Racemic version used trifluoroacetic acid (TFA) as the promotor. Enantioselective version used chiral phosphoric acid catalyst II. MTBE: methyl tert-butyl ether.
Based on these results, we turned to enantioselective synthesis of 8a applying chiral phosphoric acid catalysis26,27. While catalytic asymmetric Pictet-Spengler cyclization promoted by this class of catalysts has been known28,29,30, the application to direct synthesis of a functionalized product as complicated as 8a has been rare. The process would be the kinetic resolution of racemic 10 in nature. While such an operation would inherently lead to the waste of half of 10, the early-stage setting and the readily accessible of this substrate from simple 2-pyrone allowed us to use 10 in excess and use 5a as the limiting reagent. The success of the catalytic process would hinge on the ability of the chiral catalyst in controlling the C3-β selectivity in an enantioselective manner with the matched half of 10 as envisioned by the depicted transition state (Fig. 2). The detailed optimization of reaction conditions was summarized in the supplementary information (Supplementary Table 1). The best results were obtained using catalyst II (10 mol%) in dioxane at 10 °C, affording 8a in 70% yield and 95% ee. The absolute stereochemistry of 8a was confirmed by X-ray crystallographic analysis. The use of 5b as the substrate under identical conditions led to the synthesis of 8b in 80% yield and 91% ee, indicating the tolerance of the structural variation of the tryptamine part. Overall, the 3-step enantioselective construction of the entire pentacyclic skeleton with requisite functionality provided us the common intermediates (8) for the total synthesis of yohimbine alkaloids.
Total synthesis of alstovenine and venenatine
Next, we turned to the total synthesis of the C3-epimeric yohimbine alkaloids alstovenine (3) and venenatine (4; Fig. 3A). These natural products have only been previously synthesized divergently by the group of Sarpong in racemic form in 12 steps/each20. From 8b, hydrogenation of the alkene produced 12, which underwent amide reduction using borane dimethyl sulfide (BH3.DMS) to complete the total synthesis of venenatine (4) in total 5 steps from 2-pyrone 9 and tryptamine 5b.
A: synthetic route to alstovenine and venenatine. B: control experiment and proposed mechanism for the C3-epimerization.

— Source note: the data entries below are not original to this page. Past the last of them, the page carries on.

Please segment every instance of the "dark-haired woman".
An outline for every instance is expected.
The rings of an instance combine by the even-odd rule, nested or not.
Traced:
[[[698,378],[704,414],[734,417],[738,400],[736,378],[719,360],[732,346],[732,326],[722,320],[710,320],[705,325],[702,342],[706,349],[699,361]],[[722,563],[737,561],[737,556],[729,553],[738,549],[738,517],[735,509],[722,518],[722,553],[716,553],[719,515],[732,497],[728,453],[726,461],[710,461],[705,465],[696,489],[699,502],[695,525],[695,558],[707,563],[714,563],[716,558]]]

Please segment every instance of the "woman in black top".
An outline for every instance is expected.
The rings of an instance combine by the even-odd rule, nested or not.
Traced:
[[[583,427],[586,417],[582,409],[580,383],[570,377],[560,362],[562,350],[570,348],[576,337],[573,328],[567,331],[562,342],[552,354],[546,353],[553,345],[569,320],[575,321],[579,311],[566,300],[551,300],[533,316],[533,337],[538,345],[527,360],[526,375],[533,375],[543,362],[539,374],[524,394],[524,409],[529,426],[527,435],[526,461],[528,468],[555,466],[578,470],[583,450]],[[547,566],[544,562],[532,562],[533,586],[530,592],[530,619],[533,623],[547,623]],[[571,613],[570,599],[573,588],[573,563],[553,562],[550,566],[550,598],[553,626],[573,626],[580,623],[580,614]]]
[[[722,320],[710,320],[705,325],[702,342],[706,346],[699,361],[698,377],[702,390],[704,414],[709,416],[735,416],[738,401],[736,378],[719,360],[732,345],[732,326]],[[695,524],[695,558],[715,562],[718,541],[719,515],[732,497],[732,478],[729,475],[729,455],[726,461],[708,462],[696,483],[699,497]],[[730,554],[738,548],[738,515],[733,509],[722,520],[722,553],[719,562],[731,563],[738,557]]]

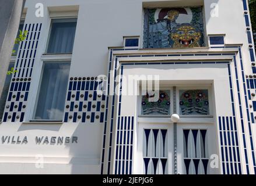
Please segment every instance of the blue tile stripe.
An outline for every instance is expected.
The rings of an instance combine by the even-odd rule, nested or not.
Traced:
[[[134,116],[120,116],[115,141],[114,173],[131,174],[132,173],[132,147],[134,145]]]
[[[236,117],[220,116],[218,123],[223,173],[241,174],[242,170]]]
[[[23,31],[27,30],[27,35],[17,52],[15,70],[17,72],[12,75],[3,122],[23,121],[41,27],[41,23],[24,26]]]
[[[248,3],[247,3],[247,0],[243,0],[243,7],[244,7],[244,20],[245,20],[245,24],[246,24],[246,26],[247,27],[247,37],[248,37],[248,42],[249,44],[249,54],[250,54],[250,56],[251,58],[251,62],[255,62],[255,50],[254,48],[253,47],[253,45],[252,44],[253,43],[253,40],[252,40],[252,36],[253,36],[253,32],[252,32],[252,27],[251,27],[251,23],[250,22],[250,15],[248,14]],[[250,28],[249,30],[248,31],[248,28]],[[251,46],[250,46],[251,45]],[[240,49],[240,58],[241,58],[241,50]],[[256,68],[254,66],[252,66],[252,71],[253,73],[255,74],[256,73]],[[255,161],[255,159],[256,159],[256,155],[254,151],[254,149],[255,149],[255,144],[254,144],[254,142],[253,140],[251,140],[251,139],[253,139],[253,136],[252,136],[252,131],[251,131],[251,127],[252,126],[251,124],[253,123],[254,123],[254,120],[253,118],[253,114],[251,115],[251,117],[250,118],[250,114],[249,114],[249,109],[248,108],[248,99],[251,99],[251,95],[250,95],[250,85],[249,84],[247,83],[247,85],[246,85],[246,84],[244,83],[244,89],[246,89],[246,85],[247,85],[247,89],[248,89],[248,97],[247,96],[246,94],[246,106],[247,106],[247,118],[248,118],[248,128],[249,130],[249,134],[250,134],[250,145],[251,145],[251,155],[252,155],[252,158],[253,159],[253,166],[254,166],[254,174],[256,173],[256,162]],[[253,86],[252,86],[253,87]],[[247,94],[247,91],[245,91],[245,94]],[[250,122],[250,119],[251,119],[251,122]],[[246,152],[247,152],[247,151],[246,151]],[[247,155],[246,153],[246,159],[247,159]],[[248,167],[247,167],[247,173],[249,172],[248,170],[249,168]]]
[[[103,95],[98,95],[97,88]],[[64,121],[103,124],[106,112],[106,81],[96,77],[70,78]]]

The synthesis of alstovenine (3) required the C3-epimerization of 8b. Toward this goal, two mechanistic rationales would be feasible: (1) the oxidation of the benzylic amine portion to iminium (or its tautomer enamine) followed by kinetic axial reduction; (2) the acid mediated direct epimerization involving C3-N bond cleavage/recyclization based on the thermodynamic preference. We turned to the later approach due to its direct manner. Acetic acid (AcOH) was previously used8,31 for the epimerization of C3 in the context of yohimbine alkaloid synthesis, however, with substrate 8b, it only led to a complex mixture. Among several Lewis acids tested, trimethylsilyl iodide (TMSI) facilitated the conversion of 8b to 13 in 32% yield, accompanying by several unknown side products. This result promoted us to examine other Si-I type reagents, and finally led to the identification of I2/PhSiH3 as a suitable reaction condition for the direct C3-epimerization. While the reagents could mechanistically be used catalytic, stoichiometric amount of I2/PhSiH3 gave synthetic useful yield, presumably due to the presence of the free hydroxy group and its interaction with the reactive species. Regarding the mechanism, the oxidation of the benzylic amine portion to iminium (or its tautomer enamine) by I2 followed by reduction with PhSiH3 could be ruled out by the failed conversion of 14 to 13 under identical conditions (Fig. 3B). Based on previous literature studies of I2/PhSiH332,33, tentative reaction pathway was proposed (Fig. 3B). The reaction of I2 and PhSiH3 was reported to generate PhSiH2I, which might serve as the Lewis acidic species for the C3-epimerization. C3-N Bond cleavage would afford intermediate A, which might be transiently trapped by iodide to furnish intermediate B. The reversible transformations between A and B might finally lead to the formation of 13 as the thermodynamically more stable product upon ring closure. Beneficial from this newly developed protocol for direct C3-epimerization, alstovenine (3) was made in additional two steps from 13 involving of alkene hydrogenation and amide reduction.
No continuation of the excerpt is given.